Funny how trends go about. First it´s the few innovators that proudly show off their new toys and habits for the rest of the vulgar herd. If it works, the masses catch on. The cycle dies, when the conservative everyman has heard or adapted the trend. Early adapters and coolness hunters are valuable in showing the way forward. This reminds me of Iceland, and how it is commonly used by companies as a closed testing ground for new fashion. If it passes there, it will most definitely work elsewhere. Don´t believe me? Go and visit. What the people wear now, is all the rage a few years from now. If anything, the current economy might even push out the creativity and craftiness in full blossom.
In the light of this cycle of chic, should we be alarmed of the recent death of the oldest known Facebook user? Ivy Bean was 104-years-old, had 4949 friends (!) and proud to be part of the network since 2007. She also used Skype, which I suspect is not the usual tool of communication for seniors in her golden age. Yes, the mature surfers are catching on the social media wagon. I blame it all on William Shatner. The old prankster with a phase gun has been tweeting since the early days of the service and currently is the proud owner of 417 394 followers. He turns 80 next year.
Jesse Eisenberg, the actor mostly known for portraying the founder of Facebook, was recently interviewed by Time Magazine. The young hipster proudly claims to not reading his mail, not having a television set for the last 10 years, and no, he does not have a Facebook account. (So I suppose the nine fellows or so presenting themselves under his name on Twitter are not really him, either) In essence, Jesse has decided to opt out of the all-encompassing influence of real-time networks, being in touch 24 h and knowing the news instantly. Or, that is at least the image he likes to give us. Why? Because it is cool. I can almost picture Jesse carrying a vintage retro Nokia log, which works occasionally, carries a ton -but brings instant street cred for the lone cowboy who just doesn´t want to be like the rest of us. (Oh please, he so has a Blackberry or iPhone with him at all times. Trust.)

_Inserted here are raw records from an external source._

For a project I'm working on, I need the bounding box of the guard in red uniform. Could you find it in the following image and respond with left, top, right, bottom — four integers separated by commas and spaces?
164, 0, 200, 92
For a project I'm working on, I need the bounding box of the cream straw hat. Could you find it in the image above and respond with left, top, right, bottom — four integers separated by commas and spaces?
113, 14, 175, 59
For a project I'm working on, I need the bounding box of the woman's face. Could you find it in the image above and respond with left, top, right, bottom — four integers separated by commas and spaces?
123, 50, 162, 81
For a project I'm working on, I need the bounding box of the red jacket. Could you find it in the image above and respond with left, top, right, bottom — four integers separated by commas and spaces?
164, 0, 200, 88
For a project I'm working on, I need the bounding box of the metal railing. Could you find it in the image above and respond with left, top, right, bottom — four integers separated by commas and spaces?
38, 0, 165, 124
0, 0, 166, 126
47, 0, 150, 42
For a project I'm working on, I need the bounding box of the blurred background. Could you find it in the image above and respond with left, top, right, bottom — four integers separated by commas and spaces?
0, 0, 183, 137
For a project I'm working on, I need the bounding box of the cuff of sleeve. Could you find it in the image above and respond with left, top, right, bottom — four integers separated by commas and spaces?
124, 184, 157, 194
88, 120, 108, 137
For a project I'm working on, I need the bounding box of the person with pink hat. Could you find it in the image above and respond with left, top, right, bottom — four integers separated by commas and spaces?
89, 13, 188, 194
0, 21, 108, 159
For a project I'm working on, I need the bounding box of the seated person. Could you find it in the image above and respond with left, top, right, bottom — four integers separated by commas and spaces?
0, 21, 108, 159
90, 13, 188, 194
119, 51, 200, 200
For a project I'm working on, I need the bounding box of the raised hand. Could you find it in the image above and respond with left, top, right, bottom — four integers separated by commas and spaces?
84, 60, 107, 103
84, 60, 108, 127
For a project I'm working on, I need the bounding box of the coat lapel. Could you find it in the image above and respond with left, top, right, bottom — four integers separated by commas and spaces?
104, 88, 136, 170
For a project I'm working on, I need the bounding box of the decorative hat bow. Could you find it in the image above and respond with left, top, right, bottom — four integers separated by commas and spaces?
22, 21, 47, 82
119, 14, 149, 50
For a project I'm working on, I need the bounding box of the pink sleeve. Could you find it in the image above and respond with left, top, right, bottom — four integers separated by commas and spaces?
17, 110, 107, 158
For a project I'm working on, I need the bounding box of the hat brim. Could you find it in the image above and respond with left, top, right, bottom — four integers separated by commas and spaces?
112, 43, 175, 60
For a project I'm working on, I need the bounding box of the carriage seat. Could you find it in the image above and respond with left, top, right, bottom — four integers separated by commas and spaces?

Another low-tech trendster and the original lady of hip is our very own Winona Ryder. She also has declared her open dislike for our digital age. While she treasures her old mix-tapes (remember those?), the girl has no computer. Apparently Winona has heard that "one can find anything on there; troubles, salaries and such". Ms Ryder lives in San Francisco, of all places, so the idea of her being isolated amids the hot spot of global information technology development seems absurd. But plausible, yes.When you think of all the necessary information and services being available today online ONLY, it becomes hard to imagine someone being able to live separate from the web (in United States). This leads me to assume that this kind of living is a right for the rare and privileged. In other words, one has resources and people working for them in minding their affairs. Can you imagine living without a computer and modern communication technology?